Nicholson finished second at the 1974 U.S. Nationals and 1976 Summernats.

====1977 Pro Stock championship====
Nicholson ran mainly regional match races most years. He decided to compete in the complete NHRA Nationals tour in 1977. He won the Gatornationals, Springnationals, and U.S. Nationals to win the 1977 Winston championship. His most famous race of the season was one he did not win. His chief rival was 1976 champion Larry Lombardo, who drove for Bill Jenkins. At that time, season championships were decided by a combination of regional and national events. Nicholson attended a divisional event Lombardo needed to win. "We qualified low on purpose so that we could race Larry early in eliminations," said Nicholson. "I beat him in the first round and kept him from earning a lot of points he otherwise would have earned." Lombardo ended up third in the season points, and Nicholson beat Bob Glidden by 1400 points to win the championship.

====Later career====
Nicholson made another championship run in 1979, finishing third.

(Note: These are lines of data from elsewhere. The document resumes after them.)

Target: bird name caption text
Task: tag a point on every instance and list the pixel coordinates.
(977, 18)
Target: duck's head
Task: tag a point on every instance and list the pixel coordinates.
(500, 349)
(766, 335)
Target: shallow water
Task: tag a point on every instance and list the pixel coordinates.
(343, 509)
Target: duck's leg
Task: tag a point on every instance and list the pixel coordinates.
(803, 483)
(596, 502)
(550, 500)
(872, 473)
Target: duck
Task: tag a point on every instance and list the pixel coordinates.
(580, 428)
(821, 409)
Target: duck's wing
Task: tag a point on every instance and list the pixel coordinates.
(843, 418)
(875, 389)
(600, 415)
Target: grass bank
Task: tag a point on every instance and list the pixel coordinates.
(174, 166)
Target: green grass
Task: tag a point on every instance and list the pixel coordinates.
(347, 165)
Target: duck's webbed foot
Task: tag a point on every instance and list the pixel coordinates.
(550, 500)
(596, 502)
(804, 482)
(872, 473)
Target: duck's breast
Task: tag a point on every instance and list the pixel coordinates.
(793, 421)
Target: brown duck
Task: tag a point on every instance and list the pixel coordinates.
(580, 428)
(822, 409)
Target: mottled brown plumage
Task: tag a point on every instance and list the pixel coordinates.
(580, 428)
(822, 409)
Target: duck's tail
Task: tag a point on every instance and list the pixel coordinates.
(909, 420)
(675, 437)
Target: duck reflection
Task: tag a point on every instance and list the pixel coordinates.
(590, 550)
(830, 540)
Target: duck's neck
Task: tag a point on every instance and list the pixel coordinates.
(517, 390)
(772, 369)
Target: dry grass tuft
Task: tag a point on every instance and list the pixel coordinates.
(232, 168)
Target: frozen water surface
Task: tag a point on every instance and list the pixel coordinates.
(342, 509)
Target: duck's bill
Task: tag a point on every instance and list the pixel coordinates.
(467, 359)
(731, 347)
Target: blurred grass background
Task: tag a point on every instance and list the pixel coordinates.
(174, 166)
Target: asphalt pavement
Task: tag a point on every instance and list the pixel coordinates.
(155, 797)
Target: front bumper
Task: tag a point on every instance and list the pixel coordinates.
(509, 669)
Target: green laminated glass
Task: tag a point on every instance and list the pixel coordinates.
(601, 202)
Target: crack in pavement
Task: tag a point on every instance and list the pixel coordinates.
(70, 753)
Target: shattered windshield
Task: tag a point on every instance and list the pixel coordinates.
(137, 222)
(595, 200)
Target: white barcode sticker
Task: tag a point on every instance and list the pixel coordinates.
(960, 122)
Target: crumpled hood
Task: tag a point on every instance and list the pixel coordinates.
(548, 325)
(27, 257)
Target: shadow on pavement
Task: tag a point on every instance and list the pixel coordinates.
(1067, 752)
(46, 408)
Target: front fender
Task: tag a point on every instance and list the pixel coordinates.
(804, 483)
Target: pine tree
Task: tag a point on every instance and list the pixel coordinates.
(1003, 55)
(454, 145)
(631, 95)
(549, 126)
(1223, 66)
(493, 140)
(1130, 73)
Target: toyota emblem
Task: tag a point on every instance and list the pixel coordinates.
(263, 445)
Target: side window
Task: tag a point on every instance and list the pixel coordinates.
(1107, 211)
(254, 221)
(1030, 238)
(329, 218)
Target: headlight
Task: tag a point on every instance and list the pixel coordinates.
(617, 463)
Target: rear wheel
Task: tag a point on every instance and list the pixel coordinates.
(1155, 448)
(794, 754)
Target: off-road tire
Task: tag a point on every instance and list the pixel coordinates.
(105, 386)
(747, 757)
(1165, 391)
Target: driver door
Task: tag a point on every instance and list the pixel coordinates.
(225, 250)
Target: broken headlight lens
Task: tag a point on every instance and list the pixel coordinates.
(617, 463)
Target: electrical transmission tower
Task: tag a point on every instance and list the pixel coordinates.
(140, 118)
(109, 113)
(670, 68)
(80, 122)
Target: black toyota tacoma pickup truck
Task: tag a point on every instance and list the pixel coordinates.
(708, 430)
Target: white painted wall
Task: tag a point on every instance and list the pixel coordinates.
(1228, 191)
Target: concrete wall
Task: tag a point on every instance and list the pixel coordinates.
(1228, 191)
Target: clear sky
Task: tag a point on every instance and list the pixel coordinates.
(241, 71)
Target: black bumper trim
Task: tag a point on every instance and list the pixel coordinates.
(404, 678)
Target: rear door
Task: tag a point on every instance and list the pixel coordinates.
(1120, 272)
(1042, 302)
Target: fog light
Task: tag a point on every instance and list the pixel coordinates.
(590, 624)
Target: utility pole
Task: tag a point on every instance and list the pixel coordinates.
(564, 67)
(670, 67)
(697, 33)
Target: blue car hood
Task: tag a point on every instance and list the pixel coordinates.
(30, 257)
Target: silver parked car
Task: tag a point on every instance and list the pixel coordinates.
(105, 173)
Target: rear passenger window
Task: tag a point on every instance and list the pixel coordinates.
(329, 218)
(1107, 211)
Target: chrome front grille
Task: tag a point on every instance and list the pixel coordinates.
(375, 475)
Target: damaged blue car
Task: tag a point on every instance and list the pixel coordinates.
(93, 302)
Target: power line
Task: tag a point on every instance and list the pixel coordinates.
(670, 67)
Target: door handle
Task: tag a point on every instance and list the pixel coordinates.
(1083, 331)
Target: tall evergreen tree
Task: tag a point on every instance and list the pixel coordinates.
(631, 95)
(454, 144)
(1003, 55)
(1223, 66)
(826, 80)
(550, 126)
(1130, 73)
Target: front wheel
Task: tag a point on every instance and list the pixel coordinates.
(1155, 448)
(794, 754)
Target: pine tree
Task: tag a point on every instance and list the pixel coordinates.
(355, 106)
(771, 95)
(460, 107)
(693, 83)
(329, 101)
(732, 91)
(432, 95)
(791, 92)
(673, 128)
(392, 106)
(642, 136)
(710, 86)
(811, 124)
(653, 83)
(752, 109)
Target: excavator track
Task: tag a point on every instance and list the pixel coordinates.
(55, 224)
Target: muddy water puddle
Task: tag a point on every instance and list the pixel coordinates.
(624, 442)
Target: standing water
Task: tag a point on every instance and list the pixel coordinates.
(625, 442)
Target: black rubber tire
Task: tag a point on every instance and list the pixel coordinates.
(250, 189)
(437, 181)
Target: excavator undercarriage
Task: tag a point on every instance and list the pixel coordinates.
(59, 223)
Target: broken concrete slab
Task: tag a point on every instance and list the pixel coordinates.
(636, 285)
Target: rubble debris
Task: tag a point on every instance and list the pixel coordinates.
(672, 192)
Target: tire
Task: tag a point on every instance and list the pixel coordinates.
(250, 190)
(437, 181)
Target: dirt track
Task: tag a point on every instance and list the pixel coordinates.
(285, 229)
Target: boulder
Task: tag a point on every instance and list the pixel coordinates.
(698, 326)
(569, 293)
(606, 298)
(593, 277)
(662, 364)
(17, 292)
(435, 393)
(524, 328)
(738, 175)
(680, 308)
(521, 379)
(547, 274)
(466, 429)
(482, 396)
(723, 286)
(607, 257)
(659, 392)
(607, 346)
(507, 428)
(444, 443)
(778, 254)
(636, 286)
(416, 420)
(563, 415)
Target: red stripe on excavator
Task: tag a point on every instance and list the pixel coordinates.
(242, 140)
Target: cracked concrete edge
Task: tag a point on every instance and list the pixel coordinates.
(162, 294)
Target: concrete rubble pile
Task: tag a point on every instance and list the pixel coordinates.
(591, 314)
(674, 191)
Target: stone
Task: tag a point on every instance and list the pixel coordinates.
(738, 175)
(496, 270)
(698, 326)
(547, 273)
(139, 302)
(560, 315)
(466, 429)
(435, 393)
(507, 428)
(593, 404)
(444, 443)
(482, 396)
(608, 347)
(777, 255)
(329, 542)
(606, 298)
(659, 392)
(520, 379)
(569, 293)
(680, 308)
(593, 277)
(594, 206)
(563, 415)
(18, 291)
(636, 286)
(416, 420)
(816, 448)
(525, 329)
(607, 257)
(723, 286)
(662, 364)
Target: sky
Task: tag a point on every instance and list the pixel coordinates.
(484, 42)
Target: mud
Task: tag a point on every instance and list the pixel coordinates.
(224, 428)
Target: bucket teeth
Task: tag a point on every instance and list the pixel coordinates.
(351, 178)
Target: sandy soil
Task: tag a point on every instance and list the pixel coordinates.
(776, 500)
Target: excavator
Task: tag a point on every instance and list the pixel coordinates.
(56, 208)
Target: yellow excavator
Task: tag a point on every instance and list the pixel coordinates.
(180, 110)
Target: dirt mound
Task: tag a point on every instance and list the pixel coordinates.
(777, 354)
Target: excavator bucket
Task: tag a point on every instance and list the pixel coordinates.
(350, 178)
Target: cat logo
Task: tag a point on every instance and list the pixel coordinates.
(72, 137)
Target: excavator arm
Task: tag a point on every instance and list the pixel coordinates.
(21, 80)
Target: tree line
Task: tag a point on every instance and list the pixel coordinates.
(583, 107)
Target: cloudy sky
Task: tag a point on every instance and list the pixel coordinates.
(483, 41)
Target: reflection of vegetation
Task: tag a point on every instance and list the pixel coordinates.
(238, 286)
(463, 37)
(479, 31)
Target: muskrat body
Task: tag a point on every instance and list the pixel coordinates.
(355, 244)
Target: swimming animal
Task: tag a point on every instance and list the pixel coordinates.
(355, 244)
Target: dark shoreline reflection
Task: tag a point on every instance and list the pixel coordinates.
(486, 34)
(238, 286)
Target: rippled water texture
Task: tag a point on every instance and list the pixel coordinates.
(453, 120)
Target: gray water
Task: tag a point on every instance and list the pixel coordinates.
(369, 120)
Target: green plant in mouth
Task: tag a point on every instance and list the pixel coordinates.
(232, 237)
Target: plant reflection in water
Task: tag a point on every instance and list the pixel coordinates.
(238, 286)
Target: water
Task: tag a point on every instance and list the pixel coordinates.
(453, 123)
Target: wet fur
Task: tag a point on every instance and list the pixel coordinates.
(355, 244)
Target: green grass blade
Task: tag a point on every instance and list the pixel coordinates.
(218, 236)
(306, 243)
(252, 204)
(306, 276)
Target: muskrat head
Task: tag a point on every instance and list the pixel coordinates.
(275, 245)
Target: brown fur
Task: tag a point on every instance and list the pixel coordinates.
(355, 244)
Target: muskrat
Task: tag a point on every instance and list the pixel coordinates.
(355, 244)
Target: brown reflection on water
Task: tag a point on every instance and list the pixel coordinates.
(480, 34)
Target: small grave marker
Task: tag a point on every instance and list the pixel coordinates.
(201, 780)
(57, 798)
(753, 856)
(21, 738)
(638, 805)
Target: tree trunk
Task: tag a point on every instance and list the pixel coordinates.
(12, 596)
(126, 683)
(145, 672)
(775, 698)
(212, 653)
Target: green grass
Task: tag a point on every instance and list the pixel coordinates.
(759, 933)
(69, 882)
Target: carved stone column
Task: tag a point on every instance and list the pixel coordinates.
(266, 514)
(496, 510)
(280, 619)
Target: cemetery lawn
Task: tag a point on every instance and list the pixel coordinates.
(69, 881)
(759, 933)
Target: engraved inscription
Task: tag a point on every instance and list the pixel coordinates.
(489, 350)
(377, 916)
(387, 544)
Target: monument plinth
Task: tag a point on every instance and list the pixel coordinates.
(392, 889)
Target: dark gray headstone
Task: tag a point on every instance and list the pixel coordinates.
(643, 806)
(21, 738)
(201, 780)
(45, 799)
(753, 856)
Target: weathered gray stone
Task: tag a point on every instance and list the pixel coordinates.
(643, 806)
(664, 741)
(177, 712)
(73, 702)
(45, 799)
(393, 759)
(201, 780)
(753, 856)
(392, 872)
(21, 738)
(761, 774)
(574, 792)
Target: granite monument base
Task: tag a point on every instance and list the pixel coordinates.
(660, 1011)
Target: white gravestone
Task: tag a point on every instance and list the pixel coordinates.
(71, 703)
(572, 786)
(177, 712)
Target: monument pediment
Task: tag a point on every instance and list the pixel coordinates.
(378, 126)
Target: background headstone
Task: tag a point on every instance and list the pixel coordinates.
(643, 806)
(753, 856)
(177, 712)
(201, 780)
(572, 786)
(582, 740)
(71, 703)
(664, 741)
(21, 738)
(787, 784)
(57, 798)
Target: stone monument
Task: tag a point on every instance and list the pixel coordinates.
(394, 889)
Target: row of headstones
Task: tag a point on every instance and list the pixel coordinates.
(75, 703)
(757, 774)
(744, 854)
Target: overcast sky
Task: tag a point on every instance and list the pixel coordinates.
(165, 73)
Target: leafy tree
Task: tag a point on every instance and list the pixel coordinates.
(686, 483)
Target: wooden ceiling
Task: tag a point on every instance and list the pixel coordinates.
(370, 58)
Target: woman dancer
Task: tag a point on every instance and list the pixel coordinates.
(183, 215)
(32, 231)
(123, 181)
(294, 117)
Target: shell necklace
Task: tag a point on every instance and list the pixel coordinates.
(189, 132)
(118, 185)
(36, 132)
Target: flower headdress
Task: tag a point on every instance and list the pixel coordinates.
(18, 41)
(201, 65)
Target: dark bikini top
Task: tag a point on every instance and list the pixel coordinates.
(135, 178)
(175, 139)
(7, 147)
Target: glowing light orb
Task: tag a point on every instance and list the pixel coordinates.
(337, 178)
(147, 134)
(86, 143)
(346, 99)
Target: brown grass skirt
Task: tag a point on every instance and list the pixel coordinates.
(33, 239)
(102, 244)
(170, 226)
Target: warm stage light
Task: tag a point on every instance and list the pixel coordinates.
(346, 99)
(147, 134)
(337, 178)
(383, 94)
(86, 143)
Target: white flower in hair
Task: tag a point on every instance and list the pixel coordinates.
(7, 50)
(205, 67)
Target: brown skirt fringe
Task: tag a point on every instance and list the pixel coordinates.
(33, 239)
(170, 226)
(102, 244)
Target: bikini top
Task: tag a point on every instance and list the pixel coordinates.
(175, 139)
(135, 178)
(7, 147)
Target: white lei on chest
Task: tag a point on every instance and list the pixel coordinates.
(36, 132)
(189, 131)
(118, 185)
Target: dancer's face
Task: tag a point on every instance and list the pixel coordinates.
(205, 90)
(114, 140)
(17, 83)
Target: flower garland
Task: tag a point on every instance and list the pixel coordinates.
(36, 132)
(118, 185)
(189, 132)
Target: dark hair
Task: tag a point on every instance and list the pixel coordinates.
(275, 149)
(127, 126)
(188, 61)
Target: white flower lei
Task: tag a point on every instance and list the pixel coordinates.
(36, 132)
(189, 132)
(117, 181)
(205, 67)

After starting the 1980 season by failing to qualify for the Winternationals and Cajun Nationals, Nicholson looked at IHRA Pro Stockers. He did qualify for the Springnationals, where he lost in the second round when his Mustang II broke, and the Summernationals, where he lost in the first round. He returned to Pro Stock at Milan for IHRA's Northern Nationals and went on to win the event. At the IHRA Summernationals at Bristol, Nicholson set top speed at 169.45 on the way to a runner-up finish. He had a brand new Mustang built to replace his "old" Mustang II and he debuted it at Maryland International Raceway's Mountain Motor Nationals, but lost in the first round. The 1981 season saw Nicholson qualify #1 at the AHRA Winter Nationals and was runner-up. He did run a NHRA combination as well. The 500 cid-powered car qualified at the NHRA Winternationals but went out in an early round. He also qualified for the NHRA Gatornationals but he failed to reach the final. Where Nicholson stood out was in IHRA Pro Stock. He qualified number one (low e.t.) at Darlington for the IHRA Winternationals with a pass of 7.81 seconds at 176 mph. He lost in the second round to a holeshot. In April, Nicholson went to Atlanta for the NHRA Southern Nationals. He qualified well and made it into the semi-final, where he had a front wheel come off in the traps. Nicholson avoided hitting the rail. On May 3, he won his last IHRA event. the Pro Am Championships, at Rockingham. His car was, by this time, known as the quickest in IHRA Pro Stock and once again proved it by qualifying #1 with a pass of 7.82 seconds at 176.81 mph. He went on to win the event. Shortly after this, he sold his Pro Stock operation to Harold Denton, who retained Nicholson for the next few races to acquaint himself with the car. Nicholson's tuning aided Denton to a runner-up finish at the next IHRA event, the Springnationals, at Bristol. They may have won too, except for a burned out clutch in the final. Nichoson continued to race a Pro Stock Ford until 1980. Nicholson made a comeback in 1984 in an Oldsmobile. He returned in 1988 in the nostalgia tour in a version of 1962 Chevrolet Bel Air, which he was still campaigning in 2001. He also made some appearances in a Pro Stock Truck in 1998 and 1999.

==Death==
Nicholson's health deteriorated over his last few years. He died from Alzheimer's disease on January 24, 2006, in Southern California at age 78. He was survived by his daughter Cindy Christie, grandson Christopher Christie and granddaughter Candace Christie.

==Awards==
Nicholson was ranked 18th on NHRA's Top 50 Drivers list in 2001. Nicholson was awarded the Funny Car Driver of the Year in 1967. He received the Car Craft All-star Drag Racing Team Ollie Award in 1977. In 1997 he was honored as the grand marshal of the California Hot Rod Reunion.

Nicholson has been inducted in several halls of fame. He was inducted in the International Drag Racing Hall of Fame, and the Motorsports Hall of Fame of America in 1998.